Le système sera baptisé « Oculus » – l’œil en latin – et examinera les URL, les images, les vidéos et les échanges sur les réseaux sociaux des internautes russes, selon un article du Kommersant, publié ce 17 août. Les discussions privées devraient également faire l’objet d’un contrôle.
Quelles informations seront ciblées par l’IA du Kremlin ? La liste est longue. Selon le Roskomnadzor, le réseau neuronal va sélectionner des propos faisant la propagande de l’homosexualité, des signes d’extrémisme, de terrorisme, des appels à des évènements illégaux, des manques de respects envers la société, ainsi que méthodes de fabrications de drogue ou des ventes d’armes.

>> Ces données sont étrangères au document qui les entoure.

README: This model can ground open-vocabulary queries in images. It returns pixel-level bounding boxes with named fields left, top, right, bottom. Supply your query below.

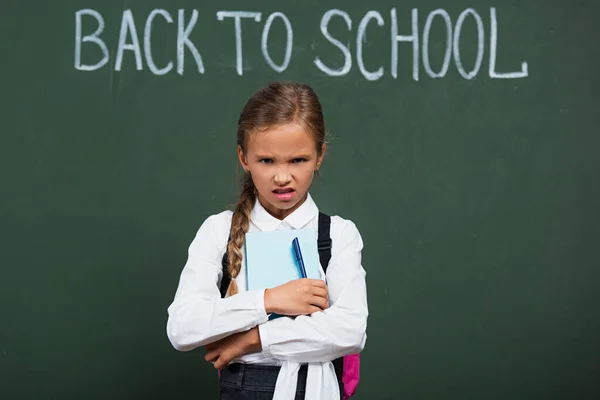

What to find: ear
left=316, top=144, right=326, bottom=170
left=237, top=146, right=249, bottom=172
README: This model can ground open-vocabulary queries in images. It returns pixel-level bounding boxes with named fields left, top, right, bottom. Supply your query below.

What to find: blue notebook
left=245, top=228, right=322, bottom=292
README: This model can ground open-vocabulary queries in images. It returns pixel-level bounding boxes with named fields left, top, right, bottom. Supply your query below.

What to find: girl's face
left=238, top=123, right=325, bottom=220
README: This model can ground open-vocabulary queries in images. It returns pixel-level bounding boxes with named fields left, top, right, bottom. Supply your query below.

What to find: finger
left=311, top=295, right=329, bottom=310
left=311, top=286, right=328, bottom=299
left=214, top=353, right=230, bottom=370
left=310, top=279, right=327, bottom=289
left=213, top=356, right=222, bottom=369
left=205, top=350, right=219, bottom=363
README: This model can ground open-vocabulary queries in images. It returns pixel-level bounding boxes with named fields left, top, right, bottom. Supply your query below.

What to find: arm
left=166, top=214, right=269, bottom=352
left=257, top=220, right=368, bottom=363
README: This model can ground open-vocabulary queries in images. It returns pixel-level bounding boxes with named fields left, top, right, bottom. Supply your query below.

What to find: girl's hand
left=204, top=327, right=262, bottom=369
left=264, top=278, right=329, bottom=316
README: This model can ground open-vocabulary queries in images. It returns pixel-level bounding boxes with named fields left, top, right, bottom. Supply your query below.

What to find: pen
left=292, top=237, right=307, bottom=278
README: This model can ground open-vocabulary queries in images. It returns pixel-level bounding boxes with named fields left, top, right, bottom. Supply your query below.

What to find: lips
left=273, top=188, right=294, bottom=194
left=273, top=188, right=295, bottom=201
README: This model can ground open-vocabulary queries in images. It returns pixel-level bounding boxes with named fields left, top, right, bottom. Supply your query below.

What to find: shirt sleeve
left=166, top=214, right=269, bottom=352
left=258, top=220, right=368, bottom=363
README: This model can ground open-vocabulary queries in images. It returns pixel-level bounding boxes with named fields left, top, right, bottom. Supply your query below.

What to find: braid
left=226, top=172, right=256, bottom=297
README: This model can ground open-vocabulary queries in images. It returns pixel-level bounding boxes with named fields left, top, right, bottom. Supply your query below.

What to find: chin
left=271, top=198, right=299, bottom=209
left=270, top=192, right=306, bottom=208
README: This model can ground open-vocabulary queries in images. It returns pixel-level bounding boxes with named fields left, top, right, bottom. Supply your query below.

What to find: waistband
left=220, top=363, right=308, bottom=392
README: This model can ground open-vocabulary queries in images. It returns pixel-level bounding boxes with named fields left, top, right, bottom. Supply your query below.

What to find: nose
left=273, top=167, right=291, bottom=186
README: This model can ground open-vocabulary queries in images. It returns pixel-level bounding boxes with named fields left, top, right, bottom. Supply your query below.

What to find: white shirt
left=166, top=193, right=368, bottom=399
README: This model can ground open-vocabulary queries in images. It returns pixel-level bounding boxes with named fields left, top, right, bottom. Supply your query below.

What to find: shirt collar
left=250, top=193, right=319, bottom=231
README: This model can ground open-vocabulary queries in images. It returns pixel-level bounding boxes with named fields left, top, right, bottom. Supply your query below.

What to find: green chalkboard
left=1, top=0, right=599, bottom=399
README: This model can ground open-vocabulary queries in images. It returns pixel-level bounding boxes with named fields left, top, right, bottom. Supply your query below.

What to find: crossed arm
left=166, top=216, right=368, bottom=368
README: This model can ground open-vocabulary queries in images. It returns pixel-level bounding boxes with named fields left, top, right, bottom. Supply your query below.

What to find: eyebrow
left=254, top=154, right=313, bottom=160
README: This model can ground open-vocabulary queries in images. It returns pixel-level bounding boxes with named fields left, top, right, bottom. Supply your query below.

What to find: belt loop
left=236, top=364, right=245, bottom=389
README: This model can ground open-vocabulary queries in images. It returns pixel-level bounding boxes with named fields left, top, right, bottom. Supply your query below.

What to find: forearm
left=258, top=275, right=368, bottom=363
left=167, top=289, right=268, bottom=351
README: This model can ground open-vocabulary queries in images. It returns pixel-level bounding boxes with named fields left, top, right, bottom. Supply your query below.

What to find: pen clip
left=292, top=237, right=300, bottom=259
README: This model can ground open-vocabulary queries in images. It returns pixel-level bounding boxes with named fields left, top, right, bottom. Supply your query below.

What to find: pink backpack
left=219, top=212, right=361, bottom=398
left=332, top=353, right=361, bottom=399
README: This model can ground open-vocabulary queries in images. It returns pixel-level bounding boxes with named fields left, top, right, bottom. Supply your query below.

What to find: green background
left=1, top=0, right=599, bottom=399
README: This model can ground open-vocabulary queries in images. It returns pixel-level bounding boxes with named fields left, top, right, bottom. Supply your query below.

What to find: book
left=244, top=228, right=322, bottom=292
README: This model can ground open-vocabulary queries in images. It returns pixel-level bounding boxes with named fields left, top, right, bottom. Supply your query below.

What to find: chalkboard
left=1, top=1, right=599, bottom=399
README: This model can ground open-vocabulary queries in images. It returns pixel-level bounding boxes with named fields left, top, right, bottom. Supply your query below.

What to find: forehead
left=247, top=123, right=316, bottom=155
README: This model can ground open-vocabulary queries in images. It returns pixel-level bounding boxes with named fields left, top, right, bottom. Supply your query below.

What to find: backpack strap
left=317, top=212, right=332, bottom=272
left=317, top=212, right=344, bottom=397
left=219, top=236, right=231, bottom=298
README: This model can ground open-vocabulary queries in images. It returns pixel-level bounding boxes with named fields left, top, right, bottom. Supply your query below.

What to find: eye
left=259, top=158, right=274, bottom=164
left=291, top=158, right=308, bottom=164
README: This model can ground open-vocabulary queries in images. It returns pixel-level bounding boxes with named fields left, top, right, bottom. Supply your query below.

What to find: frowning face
left=238, top=123, right=325, bottom=220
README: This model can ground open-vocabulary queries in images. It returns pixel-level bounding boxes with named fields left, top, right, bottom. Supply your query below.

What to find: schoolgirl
left=167, top=82, right=368, bottom=399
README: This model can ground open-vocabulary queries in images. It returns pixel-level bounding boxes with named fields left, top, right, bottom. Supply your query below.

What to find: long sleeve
left=258, top=220, right=368, bottom=363
left=166, top=213, right=269, bottom=352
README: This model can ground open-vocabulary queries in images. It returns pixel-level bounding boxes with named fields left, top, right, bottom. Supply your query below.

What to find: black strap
left=317, top=212, right=332, bottom=273
left=316, top=213, right=343, bottom=397
left=219, top=236, right=231, bottom=298
left=220, top=212, right=332, bottom=298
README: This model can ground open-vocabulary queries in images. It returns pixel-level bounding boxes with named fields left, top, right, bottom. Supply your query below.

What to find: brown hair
left=225, top=81, right=326, bottom=297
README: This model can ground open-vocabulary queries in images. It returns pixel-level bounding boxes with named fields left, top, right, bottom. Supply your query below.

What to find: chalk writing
left=74, top=7, right=529, bottom=80
left=216, top=11, right=261, bottom=76
left=314, top=9, right=353, bottom=77
left=145, top=9, right=174, bottom=75
left=357, top=11, right=385, bottom=81
left=262, top=12, right=293, bottom=73
left=75, top=9, right=109, bottom=71
left=454, top=9, right=484, bottom=80
left=422, top=9, right=452, bottom=78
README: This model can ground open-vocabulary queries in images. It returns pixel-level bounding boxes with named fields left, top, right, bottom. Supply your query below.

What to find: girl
left=166, top=82, right=368, bottom=400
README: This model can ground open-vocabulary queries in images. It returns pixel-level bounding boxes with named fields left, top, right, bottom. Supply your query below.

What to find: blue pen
left=292, top=237, right=307, bottom=278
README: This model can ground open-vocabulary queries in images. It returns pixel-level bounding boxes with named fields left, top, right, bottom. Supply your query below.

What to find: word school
left=75, top=7, right=529, bottom=80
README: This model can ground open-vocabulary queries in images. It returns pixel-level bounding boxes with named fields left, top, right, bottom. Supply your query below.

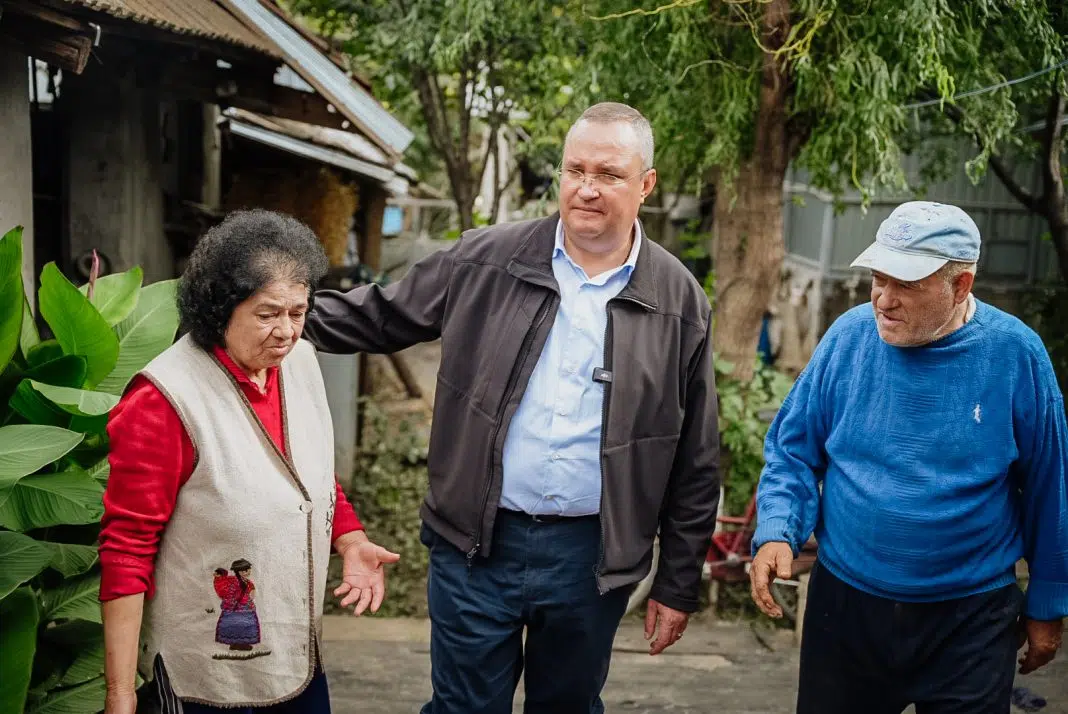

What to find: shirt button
left=300, top=501, right=313, bottom=514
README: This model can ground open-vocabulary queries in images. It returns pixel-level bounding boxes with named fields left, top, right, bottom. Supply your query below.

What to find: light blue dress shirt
left=499, top=219, right=642, bottom=516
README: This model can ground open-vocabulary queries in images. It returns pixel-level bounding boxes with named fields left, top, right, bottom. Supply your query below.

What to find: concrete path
left=321, top=616, right=1068, bottom=714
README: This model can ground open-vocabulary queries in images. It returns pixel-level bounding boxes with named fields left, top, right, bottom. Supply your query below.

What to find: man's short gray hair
left=938, top=260, right=978, bottom=285
left=565, top=102, right=655, bottom=171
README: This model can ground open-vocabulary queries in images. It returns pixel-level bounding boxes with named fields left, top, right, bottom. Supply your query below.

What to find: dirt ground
left=321, top=615, right=1068, bottom=714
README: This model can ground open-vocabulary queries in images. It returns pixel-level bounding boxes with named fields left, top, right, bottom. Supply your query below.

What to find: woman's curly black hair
left=177, top=209, right=329, bottom=349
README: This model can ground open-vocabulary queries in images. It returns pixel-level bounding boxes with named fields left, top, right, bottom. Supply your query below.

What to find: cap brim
left=850, top=243, right=948, bottom=282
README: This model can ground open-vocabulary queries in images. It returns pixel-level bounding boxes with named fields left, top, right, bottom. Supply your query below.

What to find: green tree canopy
left=288, top=0, right=585, bottom=229
left=577, top=0, right=1066, bottom=377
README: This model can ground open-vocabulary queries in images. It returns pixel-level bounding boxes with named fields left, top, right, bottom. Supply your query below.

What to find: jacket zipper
left=595, top=294, right=655, bottom=593
left=468, top=293, right=556, bottom=565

L’entreprise chargée de créer le KGB du web se nomme Eksikyushn, une société russe de logiciel relativement inconnue, d’une trentaine d’employés, avec un chiffre d’affaires de près de 4 millions d’euros. Le Kremlin accordera un budget de 57,7 millions de roubles, soit 965 000 euros, à son prestataire pour développer Oculus. Le système pourra parcourir le web, décryptant 2,3 images par seconde grâce à 48 serveurs dédiés. Le Roskomnadzor estime que le réseau sera déployable dès le mois de décembre.

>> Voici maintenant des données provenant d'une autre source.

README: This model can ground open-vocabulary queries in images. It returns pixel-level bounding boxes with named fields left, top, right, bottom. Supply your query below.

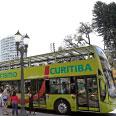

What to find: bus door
left=31, top=79, right=47, bottom=109
left=77, top=76, right=100, bottom=112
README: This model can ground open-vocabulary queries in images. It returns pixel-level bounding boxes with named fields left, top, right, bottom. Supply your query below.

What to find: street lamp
left=15, top=30, right=29, bottom=116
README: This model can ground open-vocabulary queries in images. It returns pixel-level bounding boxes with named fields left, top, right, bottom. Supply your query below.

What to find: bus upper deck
left=0, top=45, right=96, bottom=71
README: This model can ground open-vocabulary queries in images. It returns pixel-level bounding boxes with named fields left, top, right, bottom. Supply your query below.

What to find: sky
left=1, top=0, right=116, bottom=114
left=0, top=0, right=114, bottom=56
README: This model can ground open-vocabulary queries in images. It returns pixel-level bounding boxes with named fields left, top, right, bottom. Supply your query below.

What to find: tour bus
left=0, top=45, right=116, bottom=114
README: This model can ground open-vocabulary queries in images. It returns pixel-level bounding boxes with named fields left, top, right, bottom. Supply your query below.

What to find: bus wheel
left=55, top=100, right=70, bottom=114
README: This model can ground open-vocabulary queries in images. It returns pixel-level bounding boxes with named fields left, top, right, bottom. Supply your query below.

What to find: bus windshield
left=96, top=47, right=116, bottom=97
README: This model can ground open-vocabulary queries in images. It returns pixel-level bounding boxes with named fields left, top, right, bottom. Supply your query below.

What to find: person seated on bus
left=51, top=81, right=58, bottom=94
left=61, top=82, right=69, bottom=94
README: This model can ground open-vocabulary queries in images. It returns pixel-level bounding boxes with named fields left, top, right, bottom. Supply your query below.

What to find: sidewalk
left=0, top=107, right=39, bottom=116
left=0, top=107, right=11, bottom=116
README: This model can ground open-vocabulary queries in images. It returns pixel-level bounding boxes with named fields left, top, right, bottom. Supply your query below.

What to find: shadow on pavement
left=26, top=108, right=116, bottom=116
left=70, top=112, right=116, bottom=116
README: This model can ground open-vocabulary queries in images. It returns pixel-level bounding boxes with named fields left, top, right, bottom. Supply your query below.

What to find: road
left=0, top=108, right=65, bottom=116
left=0, top=108, right=115, bottom=116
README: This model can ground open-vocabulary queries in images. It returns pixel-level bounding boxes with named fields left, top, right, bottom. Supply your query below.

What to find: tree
left=92, top=1, right=116, bottom=50
left=78, top=22, right=93, bottom=45
left=58, top=22, right=93, bottom=51
left=63, top=34, right=79, bottom=49
left=63, top=34, right=88, bottom=50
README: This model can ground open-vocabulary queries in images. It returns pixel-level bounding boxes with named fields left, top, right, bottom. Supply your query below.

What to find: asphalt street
left=0, top=108, right=64, bottom=116
left=0, top=107, right=116, bottom=116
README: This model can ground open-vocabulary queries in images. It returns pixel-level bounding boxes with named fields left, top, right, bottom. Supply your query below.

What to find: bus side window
left=52, top=81, right=58, bottom=94
left=46, top=79, right=50, bottom=94
left=60, top=78, right=70, bottom=94
left=61, top=82, right=68, bottom=94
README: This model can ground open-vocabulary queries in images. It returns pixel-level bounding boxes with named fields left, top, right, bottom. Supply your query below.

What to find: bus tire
left=54, top=99, right=70, bottom=114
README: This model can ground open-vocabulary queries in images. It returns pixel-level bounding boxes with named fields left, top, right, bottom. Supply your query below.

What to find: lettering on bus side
left=50, top=64, right=93, bottom=75
left=0, top=72, right=17, bottom=78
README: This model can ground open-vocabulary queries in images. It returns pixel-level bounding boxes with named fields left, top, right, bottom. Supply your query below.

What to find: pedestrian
left=28, top=90, right=34, bottom=115
left=0, top=88, right=3, bottom=107
left=10, top=91, right=19, bottom=116
left=2, top=88, right=9, bottom=115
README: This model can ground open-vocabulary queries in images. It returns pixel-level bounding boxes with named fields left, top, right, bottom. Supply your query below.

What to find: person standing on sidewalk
left=28, top=90, right=34, bottom=115
left=0, top=88, right=3, bottom=107
left=2, top=87, right=9, bottom=115
left=10, top=91, right=19, bottom=116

Maintenant, revenons à la réalité : il est impossible de créer un tel système avec un budget aussi faible. De plus, le Kommersant relève que « la formation de l’algorithme d’apprentissage automatique pour une tâche aussi complexe en seulement quatre mois est un délai très court, et le résultat ne devrait pas avoir une précision de détection supérieure à 90 %. » Ce qui signifie que de nombreux Russes pourraient se retrouver en instance judiciaire sans preuves réelles.
Beaucoup d’options pour échapper au contrôle
Vladimir Poutine aimerait recopier le modèle du gouvernement chinois, capable de surveiller ses citoyens sur le web, sauf que la Russie est loin d’être capable de fournir tous les besoins et les usages à sa population. Si Beijing réussit aussi bien sa mission de contrôle, c’est parce que les Chinois surfent exclusivement sur Baidu et discutent sur WeChat. Les Russes ont bien Yandex comme moteur de recherche – 47% de part de marché dans le pays – ainsi que VKontakte comme réseau social local – 76% de la population détient un compte – mais lorsqu’il s’agit d’échanges privés, ils privilégient Telegram, WhatsApp ou Google.

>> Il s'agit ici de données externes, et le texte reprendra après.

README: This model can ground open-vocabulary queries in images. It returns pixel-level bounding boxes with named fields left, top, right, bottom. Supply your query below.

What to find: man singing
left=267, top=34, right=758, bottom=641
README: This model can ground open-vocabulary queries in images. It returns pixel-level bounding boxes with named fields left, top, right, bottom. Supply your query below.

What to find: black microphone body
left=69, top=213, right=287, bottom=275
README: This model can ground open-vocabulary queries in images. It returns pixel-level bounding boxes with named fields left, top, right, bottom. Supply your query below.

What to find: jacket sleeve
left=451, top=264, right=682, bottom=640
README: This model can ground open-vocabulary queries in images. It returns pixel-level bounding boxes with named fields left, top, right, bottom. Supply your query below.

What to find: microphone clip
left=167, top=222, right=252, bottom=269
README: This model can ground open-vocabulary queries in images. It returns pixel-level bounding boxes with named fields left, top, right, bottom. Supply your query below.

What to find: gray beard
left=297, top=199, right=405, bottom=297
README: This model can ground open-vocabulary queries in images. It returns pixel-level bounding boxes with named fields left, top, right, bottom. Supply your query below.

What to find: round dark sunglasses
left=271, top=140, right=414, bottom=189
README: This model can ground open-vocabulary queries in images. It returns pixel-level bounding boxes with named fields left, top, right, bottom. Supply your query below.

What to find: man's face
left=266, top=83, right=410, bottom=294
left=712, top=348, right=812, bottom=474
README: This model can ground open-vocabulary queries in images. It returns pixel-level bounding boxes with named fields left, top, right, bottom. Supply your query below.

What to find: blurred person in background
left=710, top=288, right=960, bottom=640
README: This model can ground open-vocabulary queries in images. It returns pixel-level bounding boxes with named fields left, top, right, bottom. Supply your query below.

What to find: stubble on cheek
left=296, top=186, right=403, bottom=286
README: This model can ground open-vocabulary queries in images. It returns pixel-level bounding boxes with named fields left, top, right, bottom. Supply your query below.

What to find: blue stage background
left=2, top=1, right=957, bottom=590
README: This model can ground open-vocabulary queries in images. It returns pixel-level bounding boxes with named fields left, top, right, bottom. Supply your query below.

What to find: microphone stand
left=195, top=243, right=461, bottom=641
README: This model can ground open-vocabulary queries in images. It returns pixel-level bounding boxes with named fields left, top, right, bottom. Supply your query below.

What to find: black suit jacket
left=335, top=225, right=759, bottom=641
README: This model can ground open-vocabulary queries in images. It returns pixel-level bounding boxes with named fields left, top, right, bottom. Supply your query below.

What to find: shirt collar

On peut néanmoins y voir une nouvelle étape dans la radicalisation du régime russe. Un mois après l’invasion de l’Ukraine, le Kremlin interdisait tous les médias d’opposition dans le pays, sous peine de 15 ans de prison pour diffusion de « fausses informations ». Vladimir Poutine rêve depuis longtemps de contrôler l’activité internet de ses citoyens, mais la nouvelle de ce réseau de surveillance ne fera que déplacer des millions de Russes sur d’autres plateformes. Selon Top10VPN, entre février et mars 2022, la demande de VPN en Russie a augmenté de 2 692 %.